05 março 2024

Mil e uma (21)

 (Continuação daqui)




21. O mandarim


No Sábado passado o António Barreto publicou um interessante artigo no Público sob o título "O fim dos partidos políticos" (cf. aqui) onde, essencialmente, defende a tese de que os partidos políticos em Portugal se transformaram de instituições ideológicas em instituições pessoais, deixando de estar ao serviço da defesa de um sistema de ideias (ideologia) para passarem a estar ao serviço de uma pessoa (o chefe).

A evolução é perfeitamente compreensível num país de tradição católica como Portugal e cada vez será mais acentuada. É que o povo português reconhece a importância e a necessidade de um chefe, já quanto à discussão das ideias ele não sabe bem para que é que isso serve. A cultura católica é uma cultura popular, não uma cultura intelectual. Um cultura intelectual é a cultura protestante e, mais ainda, a judaica.

Vale a pena introduzir aqui uma nota pessoal. Aos 24 anos de idade, em 1978, fui viver para o Canadá, um país de cultura anglo-saxónica e que nasceu democrático, ao contrário do meu país que tinha nascido absolutista. Os choques culturais não foram pequenos nem poucos. Um deles aconteceu quando me dei conta que os altos funcionários do governo canadiano - o equivalente aos directores-gerais da burocracia portuguesa - eram chamados mandarins. 

A surpresa é que a palavra, usada num país anglo-saxónico, me parecia portuguesa porque era a mesma palavra que os portugueses usavam para designar os altos burocratas chineses.  E estava certo, a palavra mandarim é portuguesa e tinha-se internacionalizado, mas faltava-me compreender um pormenor que só descobri mais tarde - a origem da palavra.

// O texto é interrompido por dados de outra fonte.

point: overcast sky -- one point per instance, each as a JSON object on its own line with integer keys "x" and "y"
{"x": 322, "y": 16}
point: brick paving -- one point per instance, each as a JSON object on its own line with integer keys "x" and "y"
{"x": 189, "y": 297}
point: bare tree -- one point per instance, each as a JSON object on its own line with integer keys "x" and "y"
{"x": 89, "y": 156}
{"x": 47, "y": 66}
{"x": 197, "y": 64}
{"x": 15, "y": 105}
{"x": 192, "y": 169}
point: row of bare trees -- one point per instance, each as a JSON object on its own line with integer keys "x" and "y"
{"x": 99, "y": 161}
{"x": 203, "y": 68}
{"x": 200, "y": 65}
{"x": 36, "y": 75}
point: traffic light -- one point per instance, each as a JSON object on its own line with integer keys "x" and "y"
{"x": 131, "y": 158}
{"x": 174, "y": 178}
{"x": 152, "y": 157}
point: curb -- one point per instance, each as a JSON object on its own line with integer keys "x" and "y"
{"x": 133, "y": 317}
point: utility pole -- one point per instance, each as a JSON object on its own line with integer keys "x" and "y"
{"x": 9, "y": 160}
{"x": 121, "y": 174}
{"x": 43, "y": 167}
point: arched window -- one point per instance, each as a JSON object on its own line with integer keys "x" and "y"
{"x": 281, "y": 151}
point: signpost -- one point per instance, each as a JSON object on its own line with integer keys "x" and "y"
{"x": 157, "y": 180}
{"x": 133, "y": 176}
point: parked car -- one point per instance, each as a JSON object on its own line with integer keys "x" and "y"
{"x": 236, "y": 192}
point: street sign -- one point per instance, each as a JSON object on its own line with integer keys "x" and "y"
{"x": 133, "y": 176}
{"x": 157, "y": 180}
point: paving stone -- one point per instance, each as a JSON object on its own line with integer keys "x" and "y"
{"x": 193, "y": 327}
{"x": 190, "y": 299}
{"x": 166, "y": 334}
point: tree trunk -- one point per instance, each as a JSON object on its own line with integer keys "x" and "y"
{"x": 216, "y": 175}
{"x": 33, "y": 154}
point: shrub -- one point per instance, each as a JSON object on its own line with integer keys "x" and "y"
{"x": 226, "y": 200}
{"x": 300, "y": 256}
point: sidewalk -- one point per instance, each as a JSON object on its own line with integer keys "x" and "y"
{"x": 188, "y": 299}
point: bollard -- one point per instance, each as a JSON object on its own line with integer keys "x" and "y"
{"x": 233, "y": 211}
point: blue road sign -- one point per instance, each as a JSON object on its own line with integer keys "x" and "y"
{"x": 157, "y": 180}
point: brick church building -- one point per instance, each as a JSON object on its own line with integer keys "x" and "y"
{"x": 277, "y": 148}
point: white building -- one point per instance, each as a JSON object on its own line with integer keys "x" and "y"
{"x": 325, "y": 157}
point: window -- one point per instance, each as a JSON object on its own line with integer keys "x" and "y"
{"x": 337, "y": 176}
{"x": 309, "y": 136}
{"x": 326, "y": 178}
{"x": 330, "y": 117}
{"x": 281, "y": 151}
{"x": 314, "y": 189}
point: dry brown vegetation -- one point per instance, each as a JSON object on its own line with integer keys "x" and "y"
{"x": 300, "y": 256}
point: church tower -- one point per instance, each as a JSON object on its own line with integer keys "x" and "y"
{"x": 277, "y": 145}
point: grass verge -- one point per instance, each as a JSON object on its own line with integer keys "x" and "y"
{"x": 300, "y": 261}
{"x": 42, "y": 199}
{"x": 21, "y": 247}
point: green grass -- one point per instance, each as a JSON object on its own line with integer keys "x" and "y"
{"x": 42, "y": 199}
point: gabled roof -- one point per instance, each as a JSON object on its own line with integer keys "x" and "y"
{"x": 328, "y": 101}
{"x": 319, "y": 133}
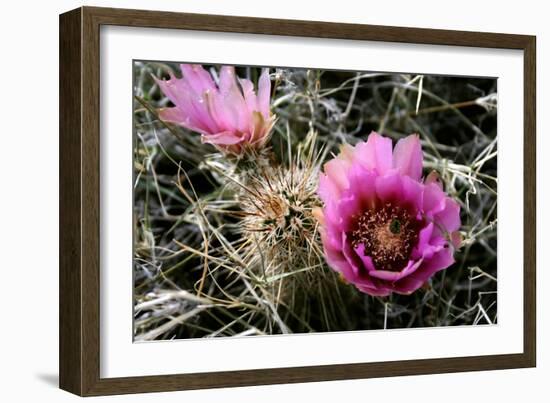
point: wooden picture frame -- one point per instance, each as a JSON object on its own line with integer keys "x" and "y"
{"x": 79, "y": 349}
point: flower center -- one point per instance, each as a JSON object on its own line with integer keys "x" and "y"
{"x": 388, "y": 235}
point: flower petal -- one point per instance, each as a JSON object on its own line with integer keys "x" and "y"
{"x": 375, "y": 154}
{"x": 389, "y": 188}
{"x": 407, "y": 156}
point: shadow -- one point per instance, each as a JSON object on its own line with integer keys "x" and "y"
{"x": 49, "y": 379}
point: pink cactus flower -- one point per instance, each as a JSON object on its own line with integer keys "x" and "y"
{"x": 383, "y": 228}
{"x": 227, "y": 114}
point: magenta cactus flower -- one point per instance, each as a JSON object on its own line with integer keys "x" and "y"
{"x": 227, "y": 114}
{"x": 383, "y": 228}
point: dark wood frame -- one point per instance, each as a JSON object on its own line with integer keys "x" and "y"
{"x": 79, "y": 200}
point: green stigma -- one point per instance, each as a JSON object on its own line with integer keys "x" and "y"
{"x": 395, "y": 226}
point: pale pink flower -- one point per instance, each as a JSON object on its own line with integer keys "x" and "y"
{"x": 384, "y": 229}
{"x": 228, "y": 114}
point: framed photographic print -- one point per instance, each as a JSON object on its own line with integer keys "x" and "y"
{"x": 250, "y": 201}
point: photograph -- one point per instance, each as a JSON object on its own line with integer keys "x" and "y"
{"x": 273, "y": 200}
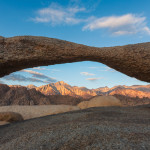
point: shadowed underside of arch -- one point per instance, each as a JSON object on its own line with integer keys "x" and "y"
{"x": 22, "y": 52}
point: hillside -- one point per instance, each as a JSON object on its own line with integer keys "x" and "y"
{"x": 62, "y": 93}
{"x": 105, "y": 128}
{"x": 19, "y": 95}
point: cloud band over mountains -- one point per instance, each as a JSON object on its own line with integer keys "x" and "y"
{"x": 116, "y": 25}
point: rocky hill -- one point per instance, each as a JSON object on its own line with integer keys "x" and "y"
{"x": 19, "y": 95}
{"x": 62, "y": 88}
{"x": 62, "y": 93}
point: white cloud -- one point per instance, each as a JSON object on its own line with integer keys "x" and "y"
{"x": 93, "y": 79}
{"x": 56, "y": 14}
{"x": 108, "y": 69}
{"x": 40, "y": 75}
{"x": 32, "y": 72}
{"x": 120, "y": 25}
{"x": 87, "y": 74}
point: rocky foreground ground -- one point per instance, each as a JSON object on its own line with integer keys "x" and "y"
{"x": 105, "y": 128}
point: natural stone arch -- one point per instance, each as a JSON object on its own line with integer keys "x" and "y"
{"x": 22, "y": 52}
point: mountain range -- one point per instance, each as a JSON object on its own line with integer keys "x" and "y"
{"x": 63, "y": 93}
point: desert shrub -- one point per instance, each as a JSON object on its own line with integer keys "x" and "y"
{"x": 10, "y": 117}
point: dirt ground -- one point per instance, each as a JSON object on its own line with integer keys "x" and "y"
{"x": 102, "y": 128}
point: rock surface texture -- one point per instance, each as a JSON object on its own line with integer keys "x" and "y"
{"x": 22, "y": 52}
{"x": 116, "y": 128}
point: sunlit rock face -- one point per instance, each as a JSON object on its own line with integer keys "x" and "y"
{"x": 22, "y": 52}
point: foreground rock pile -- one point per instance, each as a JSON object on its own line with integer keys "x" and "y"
{"x": 94, "y": 128}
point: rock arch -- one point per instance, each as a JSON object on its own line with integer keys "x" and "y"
{"x": 22, "y": 52}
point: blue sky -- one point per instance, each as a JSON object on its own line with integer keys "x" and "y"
{"x": 100, "y": 23}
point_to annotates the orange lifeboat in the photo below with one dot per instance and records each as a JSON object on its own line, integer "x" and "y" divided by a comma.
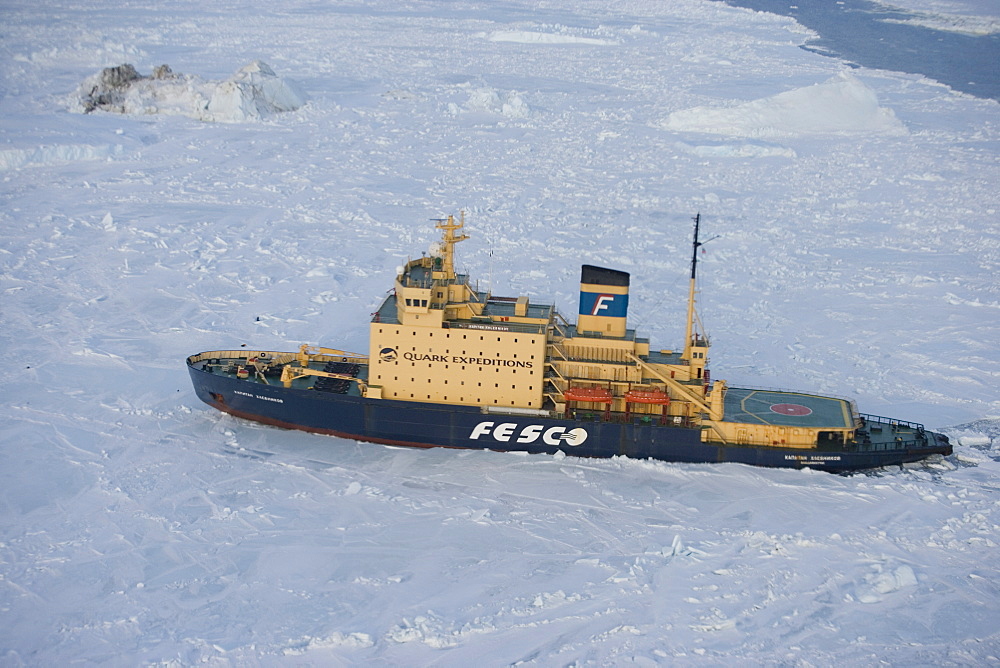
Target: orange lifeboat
{"x": 590, "y": 393}
{"x": 646, "y": 396}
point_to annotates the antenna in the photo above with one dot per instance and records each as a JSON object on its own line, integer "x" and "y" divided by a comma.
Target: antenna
{"x": 690, "y": 334}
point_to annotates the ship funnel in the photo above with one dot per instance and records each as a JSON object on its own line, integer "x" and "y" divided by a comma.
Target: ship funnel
{"x": 603, "y": 301}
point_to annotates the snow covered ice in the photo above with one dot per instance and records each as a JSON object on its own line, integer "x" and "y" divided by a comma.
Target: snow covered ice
{"x": 253, "y": 93}
{"x": 858, "y": 255}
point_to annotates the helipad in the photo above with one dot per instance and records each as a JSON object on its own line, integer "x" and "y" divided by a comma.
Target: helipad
{"x": 787, "y": 409}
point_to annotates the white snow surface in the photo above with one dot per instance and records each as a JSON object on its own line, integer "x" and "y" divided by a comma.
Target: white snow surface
{"x": 842, "y": 105}
{"x": 254, "y": 92}
{"x": 139, "y": 527}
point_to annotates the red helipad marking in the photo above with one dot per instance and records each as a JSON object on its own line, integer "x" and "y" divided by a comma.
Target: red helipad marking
{"x": 790, "y": 409}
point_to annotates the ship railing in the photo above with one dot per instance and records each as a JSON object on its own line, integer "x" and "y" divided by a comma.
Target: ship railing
{"x": 650, "y": 419}
{"x": 892, "y": 422}
{"x": 898, "y": 444}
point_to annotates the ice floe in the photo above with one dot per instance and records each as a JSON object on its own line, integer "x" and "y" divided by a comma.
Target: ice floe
{"x": 841, "y": 105}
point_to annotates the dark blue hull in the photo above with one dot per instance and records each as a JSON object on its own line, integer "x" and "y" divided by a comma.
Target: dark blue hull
{"x": 426, "y": 425}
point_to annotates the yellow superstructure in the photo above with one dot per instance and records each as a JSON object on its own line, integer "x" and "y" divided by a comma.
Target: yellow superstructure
{"x": 439, "y": 339}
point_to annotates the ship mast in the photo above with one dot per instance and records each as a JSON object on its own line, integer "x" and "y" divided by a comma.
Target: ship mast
{"x": 450, "y": 239}
{"x": 690, "y": 333}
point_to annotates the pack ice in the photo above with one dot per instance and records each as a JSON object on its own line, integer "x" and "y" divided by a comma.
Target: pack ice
{"x": 252, "y": 93}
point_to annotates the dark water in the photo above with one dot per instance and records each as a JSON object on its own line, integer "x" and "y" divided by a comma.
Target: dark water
{"x": 853, "y": 30}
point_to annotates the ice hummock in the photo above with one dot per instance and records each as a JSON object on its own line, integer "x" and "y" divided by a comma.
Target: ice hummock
{"x": 254, "y": 92}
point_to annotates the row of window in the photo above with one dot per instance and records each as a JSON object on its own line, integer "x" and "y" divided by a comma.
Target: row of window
{"x": 529, "y": 388}
{"x": 447, "y": 335}
{"x": 462, "y": 399}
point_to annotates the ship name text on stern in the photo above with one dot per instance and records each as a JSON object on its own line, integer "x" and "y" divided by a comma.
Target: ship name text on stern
{"x": 530, "y": 433}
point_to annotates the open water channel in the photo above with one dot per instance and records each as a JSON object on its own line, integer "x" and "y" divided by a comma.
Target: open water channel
{"x": 864, "y": 33}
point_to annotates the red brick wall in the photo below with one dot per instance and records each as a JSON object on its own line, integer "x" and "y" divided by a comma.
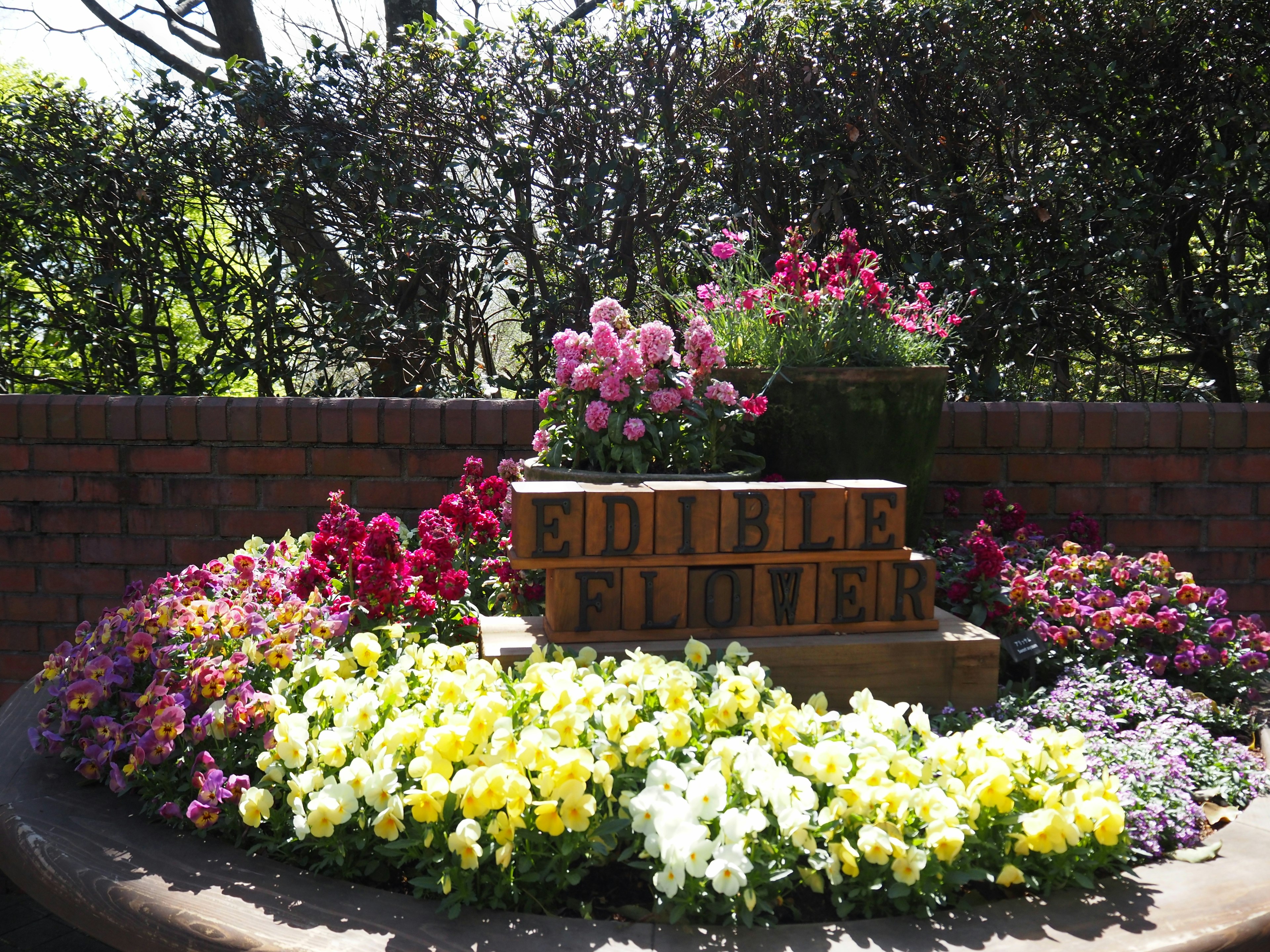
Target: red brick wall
{"x": 1191, "y": 479}
{"x": 96, "y": 492}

A palavra mandarim tem origem no verbo português mandar, e logo imaginei os portugueses a chegarem à China e a perguntar à primeira comunidade que encontravam "Quem é que manda aqui?", e assim que aparecia o chefe, logo imaginei um português a comentar para o outro em voz baixa: "Este tipo é que é o mandarim".  

Para um português é decisivo saber quem manda, algo que para um inglês ou um canadiano, na sua cultura democrática, não é nada decisivo e até parece mal. A língua inglesa teve de importar do português uma palavra para exprimir uma ideia que a cultura anglo-saxónica não tem - o chefe todo poderoso, o patrão, o manda-chuva, o homem que manda na comunidade, sem cuja autorização nada nem ninguém se pode mexer.

O contraste entre a cultura autoritária dos portugueses e a cultura democrática dos canadianos podia resumir-se nessa ideia e nessa palavra -  mandarim.

Evidentemente, à escala universal, o mandarim é a figura do Papa, que é também a representação pessoal de Deus. Ora, os protestantes rejeitaram o Papa, não têm mandarim, ficaram sem a representação pessoal de Deus. Deus, para eles, existe apenas como ideia. Não há ninguém a mandar na comunidade.

Daí que os protestantes privilegiem as ideias e os católicos as pessoas. Na tradição católica tudo é pessoalizável porque o próprio Deus é uma pessoa, um Pai, um Papa. Não surpreende, por isso que os partidos políticos, que nasceram como correntes de ideias ou ideologias nos países protestantes, se tenham transformado no muito católico Portugal em instituições cuja marca distintiva é a procura por um mandarim e a lealdade ao seu mandarim.